When finding and developing a systems approach to improvement, that approach needs to feel relevant to the most pressing and difficult issues leaders face, writes Matthew Taylor.
A few years ago, in fact on the morning of the day I was interviewed for the CEO job here at NHS Confederation, I gave a talk on leadership to a group of HR directors from large, commercial, organisations. At one stage, I asked the 50-or-so attendees whether they had recently had a conversation with their staff about ‘purpose’. I wasn’t surprised when the majority indicated that they had. The tendency towards corporate soul-searching had been accelerated by the impact of the pandemic. But my next question was more challenging. I asked them what kind of dilemmas had come to the surface as a result of their exploration. No one had an answer. To which my rather brusque response was:
‘I don’t know what you’ve been discussing, but if it hasn’t identified any dilemmas, it really wasn’t purpose.’
How could a company required by the market to maximise profitability, but also committed to social responsibility, not face difficult choices? How could leaders beholden to shareholders, but also with responsibilities to their staff, not have to deal with hard trade-offs?
Leaders have a predisposition to play down what have been described as ‘wicked problems’; those that have no simple solution and which involve balancing competing priorities and interests. As if it is a sign of weakness, or perhaps risks confusing or demoralising the troops. Yet, surely, it is confronting these issues that comprises the core work of leadership.

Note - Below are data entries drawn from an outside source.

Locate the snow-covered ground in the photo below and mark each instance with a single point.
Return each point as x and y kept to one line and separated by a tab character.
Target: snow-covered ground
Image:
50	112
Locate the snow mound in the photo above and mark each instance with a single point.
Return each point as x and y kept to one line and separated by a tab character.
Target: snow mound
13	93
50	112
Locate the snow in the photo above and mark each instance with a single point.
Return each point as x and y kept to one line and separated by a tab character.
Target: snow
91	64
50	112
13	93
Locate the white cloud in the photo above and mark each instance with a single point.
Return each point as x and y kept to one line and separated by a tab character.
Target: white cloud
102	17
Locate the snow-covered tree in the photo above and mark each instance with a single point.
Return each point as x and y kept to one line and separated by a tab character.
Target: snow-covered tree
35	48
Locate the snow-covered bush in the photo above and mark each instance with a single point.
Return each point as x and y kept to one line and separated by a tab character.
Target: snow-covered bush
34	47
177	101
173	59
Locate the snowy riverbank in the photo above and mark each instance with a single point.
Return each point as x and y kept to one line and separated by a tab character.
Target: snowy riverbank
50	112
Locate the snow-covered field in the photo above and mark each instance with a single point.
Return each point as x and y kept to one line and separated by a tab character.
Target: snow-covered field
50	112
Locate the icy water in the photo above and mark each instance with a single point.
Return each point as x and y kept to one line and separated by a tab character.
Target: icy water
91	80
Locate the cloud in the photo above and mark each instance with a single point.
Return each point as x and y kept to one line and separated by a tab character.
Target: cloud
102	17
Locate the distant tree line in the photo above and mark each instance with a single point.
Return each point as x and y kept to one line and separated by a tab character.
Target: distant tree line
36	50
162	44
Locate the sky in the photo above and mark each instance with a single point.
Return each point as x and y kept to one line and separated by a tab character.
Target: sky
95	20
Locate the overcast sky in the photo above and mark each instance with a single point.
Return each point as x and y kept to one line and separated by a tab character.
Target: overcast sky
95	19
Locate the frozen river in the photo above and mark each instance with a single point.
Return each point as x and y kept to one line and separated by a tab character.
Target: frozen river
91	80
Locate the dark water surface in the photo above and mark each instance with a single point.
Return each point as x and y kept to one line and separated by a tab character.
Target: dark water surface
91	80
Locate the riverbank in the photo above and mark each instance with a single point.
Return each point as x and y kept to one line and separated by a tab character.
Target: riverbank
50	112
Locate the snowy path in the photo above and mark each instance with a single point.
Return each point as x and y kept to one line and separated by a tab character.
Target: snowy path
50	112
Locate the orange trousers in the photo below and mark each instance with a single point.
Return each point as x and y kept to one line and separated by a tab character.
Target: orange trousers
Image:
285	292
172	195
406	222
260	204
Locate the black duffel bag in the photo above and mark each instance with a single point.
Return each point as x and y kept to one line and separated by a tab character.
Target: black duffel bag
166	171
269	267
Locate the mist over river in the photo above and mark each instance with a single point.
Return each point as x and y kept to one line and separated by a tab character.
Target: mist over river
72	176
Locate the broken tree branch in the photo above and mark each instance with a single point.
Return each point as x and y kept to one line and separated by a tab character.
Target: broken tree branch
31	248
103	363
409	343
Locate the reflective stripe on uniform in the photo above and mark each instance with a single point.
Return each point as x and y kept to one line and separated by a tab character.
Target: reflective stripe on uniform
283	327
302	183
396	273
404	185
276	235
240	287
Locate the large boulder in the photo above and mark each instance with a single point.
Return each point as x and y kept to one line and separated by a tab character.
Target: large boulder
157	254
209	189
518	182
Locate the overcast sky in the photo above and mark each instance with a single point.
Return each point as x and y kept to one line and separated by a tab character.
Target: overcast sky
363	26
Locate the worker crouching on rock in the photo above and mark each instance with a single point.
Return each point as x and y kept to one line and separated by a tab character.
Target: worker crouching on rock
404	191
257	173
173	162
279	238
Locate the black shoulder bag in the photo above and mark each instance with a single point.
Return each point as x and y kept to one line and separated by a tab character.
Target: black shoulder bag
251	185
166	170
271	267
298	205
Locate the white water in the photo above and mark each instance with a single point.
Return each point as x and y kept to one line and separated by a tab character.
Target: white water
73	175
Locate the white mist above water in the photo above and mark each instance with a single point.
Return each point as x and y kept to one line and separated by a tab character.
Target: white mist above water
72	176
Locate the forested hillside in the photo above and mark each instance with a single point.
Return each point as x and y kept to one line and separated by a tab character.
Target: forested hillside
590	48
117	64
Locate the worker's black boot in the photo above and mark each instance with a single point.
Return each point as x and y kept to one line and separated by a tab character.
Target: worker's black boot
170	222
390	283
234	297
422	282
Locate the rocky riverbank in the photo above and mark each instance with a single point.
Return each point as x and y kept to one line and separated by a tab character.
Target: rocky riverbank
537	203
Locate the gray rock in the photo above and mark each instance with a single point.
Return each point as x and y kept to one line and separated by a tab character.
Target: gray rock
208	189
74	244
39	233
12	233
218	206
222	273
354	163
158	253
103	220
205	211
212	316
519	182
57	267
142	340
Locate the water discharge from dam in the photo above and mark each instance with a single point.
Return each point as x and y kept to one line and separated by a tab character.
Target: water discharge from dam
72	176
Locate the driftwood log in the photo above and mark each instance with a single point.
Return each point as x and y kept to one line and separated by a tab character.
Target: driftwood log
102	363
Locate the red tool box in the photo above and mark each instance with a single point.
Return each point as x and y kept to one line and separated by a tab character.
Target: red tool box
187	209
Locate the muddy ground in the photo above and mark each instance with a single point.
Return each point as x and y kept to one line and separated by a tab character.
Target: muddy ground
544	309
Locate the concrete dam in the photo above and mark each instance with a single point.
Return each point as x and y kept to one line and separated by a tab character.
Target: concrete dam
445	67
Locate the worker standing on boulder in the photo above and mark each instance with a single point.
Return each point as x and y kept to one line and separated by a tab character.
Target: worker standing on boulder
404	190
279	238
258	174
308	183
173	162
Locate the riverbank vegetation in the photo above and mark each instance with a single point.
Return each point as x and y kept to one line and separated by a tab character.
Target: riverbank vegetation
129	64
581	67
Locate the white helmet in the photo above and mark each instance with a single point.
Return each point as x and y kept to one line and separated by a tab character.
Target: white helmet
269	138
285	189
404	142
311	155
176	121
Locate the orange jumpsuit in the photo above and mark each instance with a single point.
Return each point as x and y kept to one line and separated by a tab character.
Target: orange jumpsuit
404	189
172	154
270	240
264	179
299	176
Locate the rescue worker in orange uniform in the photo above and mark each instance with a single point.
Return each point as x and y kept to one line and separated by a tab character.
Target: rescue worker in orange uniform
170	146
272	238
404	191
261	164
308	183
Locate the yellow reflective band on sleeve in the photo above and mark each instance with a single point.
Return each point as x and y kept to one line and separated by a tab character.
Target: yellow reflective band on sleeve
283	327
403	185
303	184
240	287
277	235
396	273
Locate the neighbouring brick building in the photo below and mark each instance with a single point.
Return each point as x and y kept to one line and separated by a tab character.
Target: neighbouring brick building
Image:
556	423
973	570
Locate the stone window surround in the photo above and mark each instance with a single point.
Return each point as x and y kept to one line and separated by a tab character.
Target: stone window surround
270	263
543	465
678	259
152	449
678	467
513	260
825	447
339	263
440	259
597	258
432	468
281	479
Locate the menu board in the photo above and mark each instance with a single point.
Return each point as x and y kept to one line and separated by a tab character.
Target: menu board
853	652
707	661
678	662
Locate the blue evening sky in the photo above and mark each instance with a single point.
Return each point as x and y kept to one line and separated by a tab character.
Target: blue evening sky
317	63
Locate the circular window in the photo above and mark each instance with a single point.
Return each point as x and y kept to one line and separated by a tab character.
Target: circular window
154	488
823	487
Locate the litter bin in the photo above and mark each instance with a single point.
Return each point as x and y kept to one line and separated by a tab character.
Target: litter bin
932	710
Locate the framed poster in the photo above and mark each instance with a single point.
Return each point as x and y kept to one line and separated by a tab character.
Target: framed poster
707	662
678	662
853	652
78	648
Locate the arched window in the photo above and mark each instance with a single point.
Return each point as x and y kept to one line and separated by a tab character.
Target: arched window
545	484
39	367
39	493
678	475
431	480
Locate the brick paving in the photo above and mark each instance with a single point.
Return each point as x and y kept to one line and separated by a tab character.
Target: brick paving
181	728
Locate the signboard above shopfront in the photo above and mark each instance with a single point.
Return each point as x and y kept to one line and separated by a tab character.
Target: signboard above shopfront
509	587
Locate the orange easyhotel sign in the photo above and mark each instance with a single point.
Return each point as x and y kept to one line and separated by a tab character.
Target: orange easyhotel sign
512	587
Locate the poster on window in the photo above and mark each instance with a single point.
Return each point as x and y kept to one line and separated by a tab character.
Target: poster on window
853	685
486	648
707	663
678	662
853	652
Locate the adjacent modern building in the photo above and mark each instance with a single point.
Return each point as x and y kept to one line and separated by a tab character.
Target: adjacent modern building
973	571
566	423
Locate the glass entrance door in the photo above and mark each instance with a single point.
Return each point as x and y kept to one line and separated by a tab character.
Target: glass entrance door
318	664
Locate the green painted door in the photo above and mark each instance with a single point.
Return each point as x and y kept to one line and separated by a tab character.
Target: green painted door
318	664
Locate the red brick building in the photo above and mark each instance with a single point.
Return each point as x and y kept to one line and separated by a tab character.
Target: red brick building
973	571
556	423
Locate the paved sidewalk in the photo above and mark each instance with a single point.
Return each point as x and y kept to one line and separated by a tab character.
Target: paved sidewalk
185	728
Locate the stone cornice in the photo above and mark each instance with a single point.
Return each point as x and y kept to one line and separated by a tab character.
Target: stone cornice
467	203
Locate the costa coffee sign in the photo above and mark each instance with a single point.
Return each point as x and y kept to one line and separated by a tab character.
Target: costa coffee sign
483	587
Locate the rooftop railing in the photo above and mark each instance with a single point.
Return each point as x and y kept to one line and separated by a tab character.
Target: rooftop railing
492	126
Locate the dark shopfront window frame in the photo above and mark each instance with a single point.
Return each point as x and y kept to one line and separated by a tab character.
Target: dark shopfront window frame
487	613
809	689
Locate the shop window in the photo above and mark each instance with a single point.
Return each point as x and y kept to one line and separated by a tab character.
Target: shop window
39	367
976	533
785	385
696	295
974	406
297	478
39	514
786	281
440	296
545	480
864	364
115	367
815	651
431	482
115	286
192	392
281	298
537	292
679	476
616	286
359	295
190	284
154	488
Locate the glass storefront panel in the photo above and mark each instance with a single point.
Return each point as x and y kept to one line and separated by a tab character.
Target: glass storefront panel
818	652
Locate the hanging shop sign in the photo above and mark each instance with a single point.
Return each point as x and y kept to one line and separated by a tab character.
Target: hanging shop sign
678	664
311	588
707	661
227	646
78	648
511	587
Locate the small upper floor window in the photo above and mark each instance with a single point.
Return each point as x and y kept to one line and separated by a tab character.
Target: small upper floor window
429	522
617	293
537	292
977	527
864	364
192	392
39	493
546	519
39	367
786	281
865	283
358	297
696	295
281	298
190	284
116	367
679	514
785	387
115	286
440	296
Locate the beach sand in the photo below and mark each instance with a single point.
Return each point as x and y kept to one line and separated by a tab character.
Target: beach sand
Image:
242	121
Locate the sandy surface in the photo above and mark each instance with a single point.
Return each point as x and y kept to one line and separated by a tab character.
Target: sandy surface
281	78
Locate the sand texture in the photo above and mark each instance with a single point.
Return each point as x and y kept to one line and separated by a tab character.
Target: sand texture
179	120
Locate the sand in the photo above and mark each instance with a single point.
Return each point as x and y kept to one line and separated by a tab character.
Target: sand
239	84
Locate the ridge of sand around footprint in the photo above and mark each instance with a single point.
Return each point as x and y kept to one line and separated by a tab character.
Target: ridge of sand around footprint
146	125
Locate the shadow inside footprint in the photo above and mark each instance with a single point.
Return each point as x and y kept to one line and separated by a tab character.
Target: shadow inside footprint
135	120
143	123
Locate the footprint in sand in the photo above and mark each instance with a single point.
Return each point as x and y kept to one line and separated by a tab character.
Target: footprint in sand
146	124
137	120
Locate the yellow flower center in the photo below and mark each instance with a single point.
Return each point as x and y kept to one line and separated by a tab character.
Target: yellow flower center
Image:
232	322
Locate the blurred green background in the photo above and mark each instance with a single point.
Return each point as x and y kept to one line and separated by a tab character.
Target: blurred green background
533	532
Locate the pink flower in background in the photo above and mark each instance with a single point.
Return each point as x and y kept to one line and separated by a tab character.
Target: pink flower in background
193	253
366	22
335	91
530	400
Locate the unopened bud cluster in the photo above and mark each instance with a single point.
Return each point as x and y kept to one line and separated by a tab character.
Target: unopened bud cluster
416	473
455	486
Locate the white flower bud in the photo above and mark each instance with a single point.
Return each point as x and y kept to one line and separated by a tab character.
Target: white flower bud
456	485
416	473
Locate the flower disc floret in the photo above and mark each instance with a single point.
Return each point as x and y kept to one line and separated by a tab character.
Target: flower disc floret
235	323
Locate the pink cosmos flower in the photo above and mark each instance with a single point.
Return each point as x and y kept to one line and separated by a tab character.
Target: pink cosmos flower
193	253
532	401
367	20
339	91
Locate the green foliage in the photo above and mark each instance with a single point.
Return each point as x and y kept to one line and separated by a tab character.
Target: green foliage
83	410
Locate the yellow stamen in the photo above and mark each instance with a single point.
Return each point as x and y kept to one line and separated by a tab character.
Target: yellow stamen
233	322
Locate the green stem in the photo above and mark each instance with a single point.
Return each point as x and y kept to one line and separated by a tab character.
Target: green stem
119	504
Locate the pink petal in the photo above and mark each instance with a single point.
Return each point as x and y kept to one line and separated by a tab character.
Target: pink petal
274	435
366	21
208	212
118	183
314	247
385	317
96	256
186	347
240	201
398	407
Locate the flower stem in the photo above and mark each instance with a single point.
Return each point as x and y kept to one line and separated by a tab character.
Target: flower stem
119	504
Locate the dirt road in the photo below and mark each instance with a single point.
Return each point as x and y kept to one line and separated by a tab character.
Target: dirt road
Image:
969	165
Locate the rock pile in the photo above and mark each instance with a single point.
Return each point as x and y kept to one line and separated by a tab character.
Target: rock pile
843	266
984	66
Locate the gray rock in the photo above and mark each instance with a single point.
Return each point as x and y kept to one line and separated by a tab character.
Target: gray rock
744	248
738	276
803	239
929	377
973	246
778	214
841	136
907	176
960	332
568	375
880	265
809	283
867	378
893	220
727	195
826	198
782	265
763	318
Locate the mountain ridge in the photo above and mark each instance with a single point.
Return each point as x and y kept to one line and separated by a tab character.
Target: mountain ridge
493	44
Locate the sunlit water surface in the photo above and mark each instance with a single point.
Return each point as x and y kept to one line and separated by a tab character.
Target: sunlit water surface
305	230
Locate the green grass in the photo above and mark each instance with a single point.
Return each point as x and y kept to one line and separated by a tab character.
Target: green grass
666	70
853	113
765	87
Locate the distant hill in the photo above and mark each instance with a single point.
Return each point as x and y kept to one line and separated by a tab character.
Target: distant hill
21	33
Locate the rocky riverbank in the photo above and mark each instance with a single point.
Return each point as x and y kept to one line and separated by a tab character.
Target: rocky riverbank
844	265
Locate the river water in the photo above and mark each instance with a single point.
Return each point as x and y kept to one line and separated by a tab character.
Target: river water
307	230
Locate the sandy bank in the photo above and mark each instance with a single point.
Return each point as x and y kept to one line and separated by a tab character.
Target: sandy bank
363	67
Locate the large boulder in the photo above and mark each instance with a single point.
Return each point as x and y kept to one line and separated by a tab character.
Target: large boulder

I have been thinking about this in the context of the Confederation’s development of an improvement offer focused on systems and places. We’ve been doing this with our partners at the Health Foundation and in Q - a community of thousands collaborating to improve health and care quality and safety. Together we have commissioned Sir Chris Ham to write a report on system improvement, which we are discussing with system leaders and intend to publish later this month. Our intention is to work with systems in helping them translate and shape their improvement work in ways that can also reflect the context of the NHS IMPACT approach promoted by NHS England.
… more often we need approaches that are capable of navigating our difficult trade-offs and dilemmas
We will be bringing a range of methods into this work, so that leaders have access to the leading-edge take on how to improve that’s relevant to their work. Sometimes we need improvement methods that support progress towards known best practice in a relatively linear way. Once you get to improvement in the complex environment of change that requires inter-organisational, multi-stakeholder system leadership, more often we need approaches that are capable of navigating our difficult trade-offs and dilemmas.
Challenges and dilemmas
In a complex environment of trusts, collaboratives, places, neighbourhoods and agencies, what is the system’s value-added proposition and how does it focus its energies on the difference it can make? Especially when a tragic irony of the NHS is that two of our biggest problems are a lack of capacity and a tendency for different levels to duplicate their energies.
How … do system leaders achieve a synergy between challenge and support
How, in their dealings with providers, do system leaders achieve a synergy between challenge and support, primarily seeking change through partnership and enabling while acknowledging that elements of oversight and occasional recourse to performance intervention are inevitable, not least because of the expectation that comes from the centre and regions?
Learning from examples like Northamptonshire and Norwich, how do leaders negotiate and deepen collaboration with partners outside the health service (principally local government)? Partners that face their own pressures and have their own accountabilities?
How do leaders meet the pressing demands of today (because if they don’t they risk becoming irrelevant and discredited) in a way which aligns with a longer-term vision of system change (because if they don’t they will never move beyond crisis-managing the demand capacity gap)?
… if we draw on the full range of what’s available… both the tools and mindset of improvement can be of great value
These may feel like broad and complex challenges, but, if we draw on the full range of what’s available, we at the Confederation believe that both the tools and mindset of improvement can be of great value. If improvement isn’t to become just another item on the to-do list, we need to select from and tailor what’s available to be relevant to the most important issues with which systems are grappling. The Health Foundation’s upcoming report on the improvement landscape points to different modes of improvement and a wealth of experience in the health sector that we can help connect to the priorities of local systems.
A final point about acknowledging dilemmas: there is always a tendency for people closer to the front line to feel that those in HQ, with their continuous exhortations to do better, fail to appreciate the messy, difficult reality they face every day. But right now, particularly in the face of the growing financial crisis in systems and trusts, that sense of disconnect feels particularly pronounced. For those at the centre to more fully acknowledge the inherent, and arguably increasingly difficult, dilemmas of system and trust leadership would help to close the empathy gap. But even more powerful would be for those at the top to trust us with their own wicked issues and get involved in our partnership.